年金積立金管理運用独立行政法人(GPIF)の2016年度の運用実績が公表されました。状況を確認してみるとともに、その運用状況から長期運用に必要な視点を考えてみます。

GPIFの2016年度の運用実績

GPIFの7/7付の発表資料によると、2016年度の運用実績は、

  • 収益率:+5.86%
  • 収益額:+7兆9,363億円

という結果になったとの事です。運用資産額が巨額(約145兆円)なため、非常に大きな収益となっています。
出所平成28年度業務概況書(GPIF)

2期ぶりの黒字で、株式市場の上昇に伴う株式運用益の改善が大きく寄与しています。

ちょっとでもマイナスになると騒がれて、株式で運用している事がなぜか批判にさらされますが、今期の結果を見ると、債券はマイナス、株式が大きなプラス、となっています。

ちなみに、中の人は、そう言った批判には慣れてるそうですw

GPIFの2016年度末までの累積収益額

GPIFの運用開始以降の累積収益額を見ると、運用は山あり谷あり、という事がよく分かります。2年間で15兆円近いマイナスを出している時期もあります。

しかし、全期間のトータルで見てみると、2016年度末までで累積で約53兆円の運用収益を積み重ねています。年率換算で2.89%の利回りです。
出所平成28年度業務概況書

GPIFの累積収益額

もし、GPIFが大きくマイナスを出した時期に、株式投資をやめてしまっていたらどうなっていたか?結果は簡単です。約53兆円という累積収益には遠く及ばない結果になっていたでしょう。

GPIFのポートフォリオ

GPIFの基本ポートフォリオおよび2016年度末の資産構成比はこのようになっています。基本ポートフォリオは、教科書のような比率で、株式:債券=50%:50%、国内:外国=60%:40%となっています。

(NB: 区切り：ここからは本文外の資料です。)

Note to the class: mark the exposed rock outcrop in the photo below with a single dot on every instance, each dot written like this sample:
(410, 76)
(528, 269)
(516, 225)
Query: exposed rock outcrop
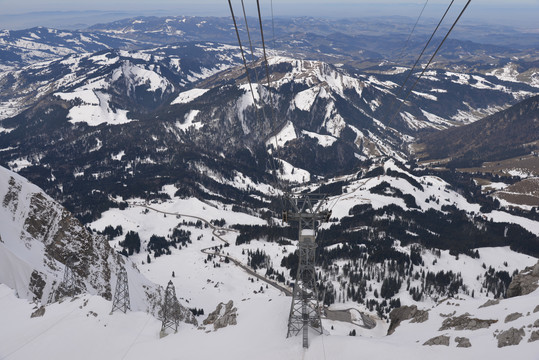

注意:GPIFが今の基本ポートフォリオにして株式比率を大きく上げたのは平成26年10月~。それまでは株式比率は24%程度

 

このポートフォリオをもう少しだけ詳しく見てみます。

GPIFが平成25年に行った基本ポートフォリオに、各資産クラスごとの期待リターン、リスク、相関係数があるので、それを使って今のポートフォリオの期待リターン・リスクを出してみます。(数値が古いので、国内債券の期待リターンが現状で考えると高すぎますが)

出所年金積立金管理運用独立行政法人の中期計画(基本ポートフォリオ)の変更を元に独自に計算・グラフ化

資産クラスごとの期待リターン・リスク

現在のGPIFの基本ポートフォリオの期待リターンは約4%、リスクは約11%になります。2016年度は+5.86%なので、期待していたよりも大きなリターンが得られている、という事になります。

一方でリスクについては、今後の運用環境次第では、一時的にマイナス10%は当然のように発生するし、マイナス20%以上もあり得る、という水準です。

マイナス10%なら15兆円近く、マイナス20%なら30兆円近くの年金が一時的に吹き飛ぶ事になります。それまで53兆円を積み上げていても、批判にさらされて株式による運用の是非に関する議論が捲き起こるのは間違いないでしょう。

投資経験がなく、なぜか、株=ギャンブルと思っている人が多い中、マスコミが報道として無駄に危機感を煽る、という構図が目に浮かびます。

まとめ

GPIFは、ポートフォリオの見直しによって、より大きな収益を上げる事に成功してきています。今後、必ず大きな下落のタイミングがあるでしょう。自分自身で資産運用をしている人は、同じタイミングで自分の資産も傷んでいるはずです。あなたはどういう行動に出ますか?

長期投資という観点では、株式が大きく下げた時に急に運用方針を変更して株式による運用をやめてしまう方が悪手であるのが基本です。(過去の経験からは、むしろ株式を買う方が、結果的に成功する場合が多い)

好調な時ほど、リスクを想定した行動が重要です。大暴落が今起きたらどうするか?を考えてみてはいかがでしょうか。